A. Strategi Pengembangan Materi Sejarah Kebudayaan Islam (SKI) di Madrasah
1. Pentingnya Materi Pembelajaran SKI di Madrasah
Pengertian Sejarah kebudayaan Islam yang terdapat di dalam kurikulum Madrasah Aliyah adalah:
“Salah satu bagian mata pelajaran Pendidikan Agama Islam yang diarahkan
untuk menyiapkan peserta didik untuk mengenal, memahami, menghayati
Sejarah Kebudayaan Islam, yang kemudian menjadi dasar pandangan hidupnya (way of life) melalui kegiatan bimbingan, pengajaran, latihan, penggunaan pengalaman dan pembiasaan”.[1]
Mata
pelajaran Sejarah Kebudayaan Islam mempunyai fungsi yang dapat
menjelaskan ketercapaian yang tercantum dalam Kurikulum Tingkat Satuan
Pendidikan yang diterapkan di madrasah.

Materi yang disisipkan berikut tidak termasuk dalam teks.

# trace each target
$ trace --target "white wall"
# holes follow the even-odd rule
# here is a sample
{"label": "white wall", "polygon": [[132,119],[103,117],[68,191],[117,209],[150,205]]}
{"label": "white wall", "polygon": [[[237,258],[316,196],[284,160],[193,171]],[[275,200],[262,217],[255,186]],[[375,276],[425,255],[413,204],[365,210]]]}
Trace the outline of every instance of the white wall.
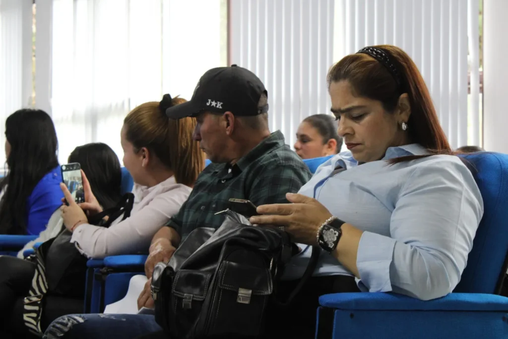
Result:
{"label": "white wall", "polygon": [[484,148],[508,153],[508,1],[484,0]]}

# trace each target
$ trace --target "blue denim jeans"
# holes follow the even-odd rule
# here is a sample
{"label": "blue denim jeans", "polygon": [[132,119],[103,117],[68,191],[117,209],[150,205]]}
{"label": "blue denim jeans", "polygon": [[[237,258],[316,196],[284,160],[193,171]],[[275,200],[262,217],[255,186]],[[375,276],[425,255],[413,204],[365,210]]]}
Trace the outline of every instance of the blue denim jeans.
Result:
{"label": "blue denim jeans", "polygon": [[155,317],[137,314],[75,314],[58,318],[44,339],[134,339],[161,331]]}

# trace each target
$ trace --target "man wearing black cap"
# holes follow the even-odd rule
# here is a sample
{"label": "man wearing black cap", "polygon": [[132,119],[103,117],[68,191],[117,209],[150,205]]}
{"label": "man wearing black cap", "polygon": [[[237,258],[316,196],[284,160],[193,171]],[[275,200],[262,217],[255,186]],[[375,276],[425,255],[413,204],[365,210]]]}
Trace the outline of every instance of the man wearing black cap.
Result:
{"label": "man wearing black cap", "polygon": [[[198,178],[178,213],[154,236],[145,270],[169,260],[176,248],[198,227],[218,228],[231,198],[256,206],[287,203],[310,178],[306,165],[285,144],[280,131],[268,129],[268,93],[253,73],[236,65],[210,70],[192,99],[169,108],[175,119],[196,117],[194,138],[213,163]],[[138,300],[151,302],[149,285]],[[148,304],[149,305],[149,303]]]}

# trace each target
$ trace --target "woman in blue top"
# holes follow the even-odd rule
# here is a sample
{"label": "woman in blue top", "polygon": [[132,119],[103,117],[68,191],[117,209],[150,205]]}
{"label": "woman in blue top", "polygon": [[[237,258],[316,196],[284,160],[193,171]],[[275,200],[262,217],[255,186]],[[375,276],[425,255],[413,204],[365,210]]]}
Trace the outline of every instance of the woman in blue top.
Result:
{"label": "woman in blue top", "polygon": [[335,277],[361,291],[422,300],[451,292],[483,214],[472,174],[451,155],[407,54],[393,46],[366,47],[333,66],[328,80],[350,151],[323,164],[299,194],[288,194],[292,204],[259,206],[265,215],[250,220],[283,227],[302,243],[287,279],[301,275],[311,252],[305,245],[322,249],[313,288],[277,319],[283,333],[291,328],[308,337],[319,296],[344,291],[343,284],[330,283]]}
{"label": "woman in blue top", "polygon": [[51,118],[21,109],[5,122],[8,172],[0,183],[0,234],[39,234],[61,205],[58,141]]}

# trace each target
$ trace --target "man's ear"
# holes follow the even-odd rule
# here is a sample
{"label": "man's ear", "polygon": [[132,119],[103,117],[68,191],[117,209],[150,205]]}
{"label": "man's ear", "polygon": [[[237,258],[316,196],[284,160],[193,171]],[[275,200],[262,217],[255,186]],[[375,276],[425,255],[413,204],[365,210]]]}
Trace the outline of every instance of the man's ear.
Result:
{"label": "man's ear", "polygon": [[226,112],[223,115],[223,123],[228,135],[231,135],[235,129],[235,116],[231,112]]}
{"label": "man's ear", "polygon": [[402,122],[407,124],[411,115],[411,104],[409,103],[409,98],[407,93],[403,93],[399,97],[397,108],[397,121],[399,124]]}
{"label": "man's ear", "polygon": [[330,139],[326,143],[325,146],[326,146],[326,155],[325,155],[325,157],[335,154],[337,151],[337,140],[335,139]]}

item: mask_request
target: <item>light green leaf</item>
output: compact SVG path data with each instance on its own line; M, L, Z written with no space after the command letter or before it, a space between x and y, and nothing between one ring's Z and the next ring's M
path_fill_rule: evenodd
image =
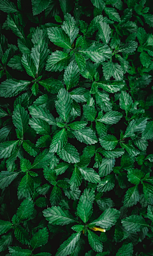
M98 121L106 124L117 124L122 117L120 112L110 111L106 113L103 117L98 118Z
M138 215L131 215L121 220L121 222L127 231L133 233L140 231L143 227L149 227L143 218Z
M64 49L72 49L69 38L60 28L49 28L47 33L50 41L55 45Z
M64 15L64 20L65 21L63 22L61 28L69 36L71 44L72 45L77 35L78 34L79 29L75 25L76 22L75 19L73 17L71 17L70 13L66 13Z
M92 213L92 205L91 202L85 195L82 195L78 201L76 212L82 221L86 223Z
M27 131L29 119L27 111L18 104L13 112L12 120L15 127L20 131L22 136Z
M68 225L76 222L68 210L61 209L59 206L52 206L43 211L43 216L50 224Z
M110 93L120 91L125 85L124 81L106 81L103 82L96 82L98 87L102 88L105 91Z
M32 0L32 8L33 15L37 15L44 11L48 6L50 1L48 0Z
M27 74L34 78L36 74L36 68L31 56L28 54L24 54L21 59L21 62L24 67Z
M92 183L98 183L100 181L99 175L94 170L94 169L87 167L78 167L83 178Z
M40 229L39 231L36 233L31 240L31 246L33 250L38 247L47 244L48 239L48 232L47 227L42 229Z
M76 140L87 145L95 144L98 142L95 132L91 128L85 127L81 130L71 131Z
M65 147L57 152L60 158L68 163L76 163L80 161L77 150L74 146L67 143Z
M119 211L116 209L107 209L104 211L102 214L96 220L93 221L90 225L99 226L102 228L110 229L113 226L120 216Z
M68 53L61 51L56 51L52 52L49 56L46 65L47 71L62 71L64 67L68 66L69 56Z
M66 68L64 74L64 80L66 85L67 91L77 85L80 78L78 65L72 61Z
M76 248L81 232L73 234L66 241L65 241L58 249L55 256L66 256L74 252Z
M105 135L99 139L101 147L107 150L115 148L118 140L113 135Z
M108 44L110 39L111 29L108 24L102 20L99 22L99 38L105 44Z
M61 89L55 101L56 110L64 122L66 122L72 109L72 99L65 89Z
M138 186L129 188L124 197L124 206L131 207L137 204L140 200L140 194Z
M99 237L89 229L87 230L87 232L88 241L91 248L95 252L101 252L103 246Z
M0 234L6 233L12 228L12 223L10 221L0 220Z
M30 83L29 81L6 79L0 85L0 96L5 98L16 96L20 92L25 90Z

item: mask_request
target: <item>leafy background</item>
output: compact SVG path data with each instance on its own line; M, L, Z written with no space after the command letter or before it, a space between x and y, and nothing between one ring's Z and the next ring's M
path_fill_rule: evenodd
M152 8L1 1L1 255L153 255Z

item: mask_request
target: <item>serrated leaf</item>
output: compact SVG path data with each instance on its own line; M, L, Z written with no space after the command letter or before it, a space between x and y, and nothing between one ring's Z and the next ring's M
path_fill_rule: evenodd
M76 212L82 221L86 223L93 211L91 202L85 195L82 195L78 202Z
M36 233L31 240L31 246L33 250L38 247L47 244L48 239L48 232L47 227L40 229L39 231Z
M111 29L108 24L102 20L99 22L99 38L105 44L108 44L110 39Z
M79 241L81 232L73 234L58 249L55 256L66 256L74 252Z
M59 91L57 98L58 100L55 101L57 112L66 122L72 109L72 99L65 89L61 89Z
M113 135L105 135L99 139L101 145L107 150L115 148L118 140Z
M138 186L129 188L126 193L124 201L124 206L126 207L131 207L139 202L140 195Z
M27 74L34 78L36 74L36 68L31 56L27 54L24 54L21 59L21 62Z
M46 65L47 71L62 71L68 66L69 56L68 53L56 51L49 56Z
M100 181L99 175L92 168L87 167L78 167L83 178L92 183L98 183Z
M43 211L43 216L49 223L54 225L68 225L76 222L76 220L68 210L61 209L59 206L52 206Z
M73 60L70 62L64 70L64 80L66 85L67 91L77 85L79 78L79 69L78 65Z
M68 163L76 163L80 161L80 157L77 150L74 146L67 143L65 147L57 152L59 156Z
M0 85L0 96L5 98L16 96L20 92L24 91L30 83L29 81L6 79Z
M68 136L66 129L64 128L57 132L53 137L50 146L50 152L54 153L60 151L66 145L68 141Z
M102 228L110 229L113 226L120 216L120 212L116 209L107 209L104 211L102 214L90 225L96 225Z
M103 244L100 240L98 236L94 234L93 232L87 230L88 232L88 241L91 248L98 252L101 252L103 251Z
M59 28L49 28L47 33L51 42L64 49L71 49L70 40L66 33Z
M138 215L131 215L121 222L124 228L129 232L137 232L143 227L148 227L143 218Z

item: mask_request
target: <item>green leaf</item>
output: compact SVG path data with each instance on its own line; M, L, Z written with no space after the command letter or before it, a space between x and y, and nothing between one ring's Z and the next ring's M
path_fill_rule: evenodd
M5 98L16 96L24 91L30 83L29 81L6 79L0 85L0 96Z
M110 111L106 113L102 118L98 118L98 121L106 124L117 124L122 117L121 113Z
M36 74L36 68L31 56L27 54L24 54L21 59L21 62L27 74L34 78Z
M77 206L76 212L80 219L84 223L89 220L93 211L91 202L85 195L82 195L80 198Z
M138 47L138 43L135 41L129 41L124 45L117 50L118 52L129 54L135 52Z
M47 244L48 239L48 232L47 227L40 229L39 231L36 233L31 240L31 246L33 250L38 247Z
M0 173L0 188L3 189L8 187L18 174L18 172L2 171Z
M101 179L97 186L99 192L110 191L115 186L115 178L113 174L110 174Z
M59 132L57 132L53 137L52 143L50 146L50 152L57 152L61 150L66 145L68 141L68 136L66 129L64 128Z
M99 139L101 145L107 150L115 148L118 140L113 135L105 135Z
M103 65L104 77L106 80L109 80L112 76L116 80L123 80L123 70L118 63L114 63L111 60L105 62Z
M131 215L121 220L122 224L126 230L129 232L137 232L143 227L149 227L142 216Z
M69 56L68 53L56 51L49 56L46 65L47 71L62 71L68 66Z
M88 232L88 241L91 248L98 252L101 252L103 251L103 244L101 239L98 236L94 234L93 232L87 230Z
M145 117L135 120L133 119L127 126L123 138L125 138L134 136L136 132L142 132L146 127L147 123L147 118Z
M133 103L131 97L126 92L122 91L120 95L119 100L120 108L125 110L127 115Z
M95 132L91 128L85 127L81 130L71 131L76 140L87 145L95 144L98 142Z
M42 44L34 45L32 48L31 57L35 65L37 74L41 73L45 65L49 53L47 47L47 44L43 41Z
M34 129L37 134L41 135L49 134L50 133L50 127L48 124L40 118L33 117L29 122L31 128Z
M120 22L119 14L115 9L110 7L105 7L104 10L111 20L118 22Z
M8 250L11 256L30 256L31 255L30 250L22 249L18 246L9 246Z
M76 26L76 22L73 17L70 13L66 13L64 15L65 21L61 26L62 29L69 36L71 44L73 43L79 32L79 29Z
M21 132L22 136L27 131L29 119L27 111L18 104L13 112L12 120L15 127Z
M18 199L32 197L34 193L34 181L33 178L26 172L26 174L22 179L18 187Z
M49 28L47 33L50 41L55 45L64 49L72 49L69 38L60 28Z
M113 226L120 216L120 212L116 209L107 209L96 220L93 221L91 225L96 225L102 228L110 229Z
M73 252L79 241L80 234L80 232L73 234L66 241L61 244L55 256L66 256Z
M61 88L64 88L61 81L54 79L54 78L48 78L45 80L40 81L39 83L44 86L48 92L50 92L54 94L57 93Z
M93 106L83 106L84 115L88 121L93 122L95 119L97 111Z
M18 220L22 221L31 217L34 211L34 204L31 198L26 198L22 202L20 206L18 208L17 215Z
M98 183L100 181L100 177L99 175L92 168L87 167L78 167L83 178L92 183Z
M57 186L54 186L50 195L50 201L51 205L58 205L61 199L61 189Z
M56 110L64 122L66 122L72 109L72 99L65 89L61 89L55 101Z
M105 44L108 44L110 39L111 29L108 24L100 20L99 22L99 38Z
M106 59L110 59L112 56L112 51L110 47L105 44L93 43L91 46L82 50L79 50L78 52L82 52L94 62L102 62Z
M8 13L18 12L16 6L8 0L2 0L0 3L0 10Z
M96 82L98 87L102 88L110 93L120 91L125 85L124 81L106 81Z
M12 228L12 223L10 221L0 220L0 234L6 233Z
M73 216L68 210L61 209L59 206L52 206L43 211L43 216L49 223L54 225L68 225L76 222Z
M77 150L69 143L67 143L57 154L62 160L68 163L76 163L80 161Z
M10 14L7 17L7 24L12 31L20 38L24 39L23 27L19 25L18 16L15 14Z
M80 186L82 180L81 173L77 166L75 166L71 177L69 180L71 189L76 189Z
M101 177L106 176L113 170L115 159L113 158L103 158L102 163L99 168L99 175Z
M35 118L40 118L49 125L55 125L56 122L53 115L49 110L41 106L33 105L29 107L30 114Z
M66 68L64 74L64 80L66 85L67 91L77 85L80 78L79 69L74 60L70 62Z
M16 150L18 140L8 141L0 143L0 159L9 157Z
M133 188L129 188L125 195L124 206L126 207L131 207L139 202L140 195L138 189L138 186L135 186Z
M32 0L32 8L33 15L37 15L44 11L49 4L47 0Z
M116 256L132 256L133 252L133 246L132 243L127 244L123 244L122 247L119 248Z
M91 0L91 3L101 12L105 7L105 1L103 0Z
M144 176L144 173L138 169L127 170L128 180L135 185L138 185L141 179Z

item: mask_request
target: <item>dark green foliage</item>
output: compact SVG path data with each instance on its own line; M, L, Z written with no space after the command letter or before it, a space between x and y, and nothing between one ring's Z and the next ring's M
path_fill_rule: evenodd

Fungsi dasar mata pelajaran
Sejarah Kebudayaan Islam meliputi:
1) Fungsi edukatif
Sejarah
menegaskan kepada peserta didik tentang keharusan menegakkan nilai,
prinsip, sikap hidup yang luhur dan islami dalam menjalankan kehidupan
sehari-hari.
2) Fungsi keilmuan
Melalui sejarah peserta didik memperoleh pengetahuan yang memadai tentang masa lalu Islam dan kebudayaannya.
3) Fungsi transformasi
Sejarah merupakan salah satu sumber yang sangat penting dalam merancang transformasi masyarakat.[2]
Mata pelajaran Sejarah kebudayaan Islam di Madrasah Aliyah memiliki tujuan sebagai berikut:
1) Memberikan
pengetahuan tentang Sejarah Agama Islam dan Kebudayaan Islam pada masa
Nabi Muhammad saw. Dan khulafaur Rasyidin kepada peserta didik, agar ia
memiliki konsep yang obyektif dan sistematis dalam perspektif histories.
2) Mengambil hikmah, nilai dan makna yang terdapat dalam sejarah.
3) Menanamkan
penghayatan dan kemauan yang kuat untuk mengamalkan akhlak yang baik
dan menjauhi akhlak yang buruk, berdasarkan cermatnya atas fakta sejarah
yang ada.
4) Membekali
peserta didik untuk membentuk kepribadiannya berdasarkan tokoh-tokoh
teladan sehingga terbentuk kepribadian yang luhur.[3]
Oleh karena itu, dalam setiap usaha untuk memahami
hakekat dalam hal-hal terkait dengan pendidikan hendaklah terlebih
dahulu di maknai apa yang di maksud dengan pembelajran. Karena tanpa memahami hakekat pembelajaran, maka suatu kegiatan pendidikan akan menemukan kebutuhan pada dimensi praktek.
Pemahaman yang benar terhadap hakekat pembelajaran
dengan segala aspek, bentuk, dan manifestasinya mutlak diperlukan.
Kekeliruan dalam menafsirkan dan mempersepsikan hakekat belajar dapat
mengakibatkan terjadinya kesalahan dan proses pembelajaran yang pada
akhirnya sangat mempengaruhi mutu dan hasil pembelajaran.[4]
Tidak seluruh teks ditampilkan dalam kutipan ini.